Thoughtful response (as usual) Matt…
You said:
"If there are 100,000 IT administrators on the internet active enough to ask
and answer a question on Server Fault, where are they? Do they know that LOPSA
exists and don't care or aren't interested or don't feel like we offer
anything? Or are they completely unaware of us? How do we find out the answer
to that question? How do you reach these thousands and thousands of people that
we are trying to represent?"
I keep thinking that LOPSA would do well to generate (or at least promulgate if
someone else generates) a BoK ("best practices") for the profession, along with
a certain amount of freely-available training (and maybe extending training
material for members.) This would give LOPSA a powerful reason for being, and
folks a good reason for joining (in order to get the extended training
materials, as well as the other benefits.) Then, once there is something worth
joining up for like this, then do some advertising on the relevant sysadmin-ny
sites. There will always be a certain amount of folks in the profession who
just don't care, to whom their job is just a day job to be done with as little
thinking effort as possible. Can't worry about attracting those people. But
maybe if LOPSA can be seen by IT management as a professional organization that
has a powerful methodology to improve IT results, then maybe managers would
become LOPSA advocates to their people in their org's, much like some of my
managers have recommended AMA courses, Dale Carnegie classes, etc. to staffs
I've been a part of.
About who would generate the BoK/training - there's already good books out
there on the DevOps front ("The Phoenix Project", "Continuous Delivery",
"Visible Ops Handbook", etc.) that LOPSA could put on a "recommended reading"

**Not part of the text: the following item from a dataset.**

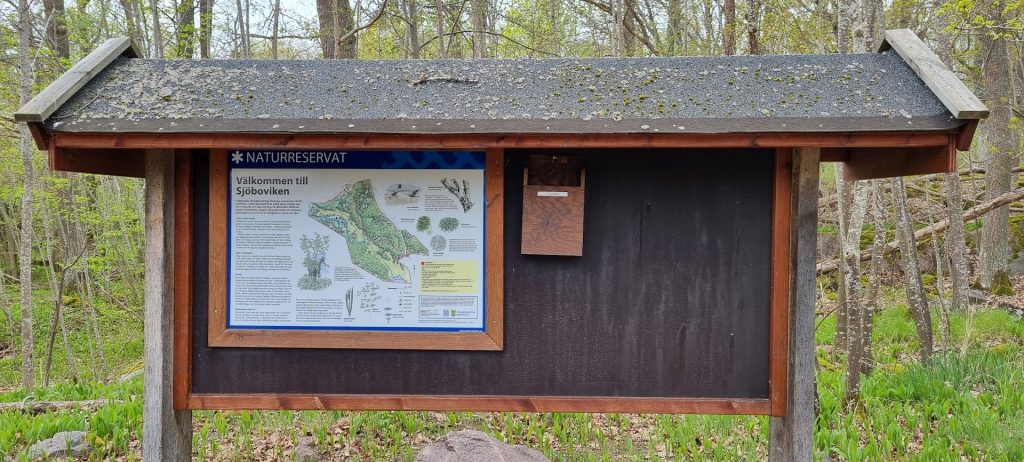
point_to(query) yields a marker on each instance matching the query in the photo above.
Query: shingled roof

list, but I'm not sure what's already out there for the nitty-gritty stuff that
would take newb admins and train them up "the right way" (like what I think Ops
School is trying to work on.) Come to think of it though, I think every
sysadmin should get/read "The Practice of System and Network Administration" by
our own Tom Limoncelli et al, which I like to refer to as "the Bible of our
profession" (YMMV) - LOPSA should put that book on the reading list as well.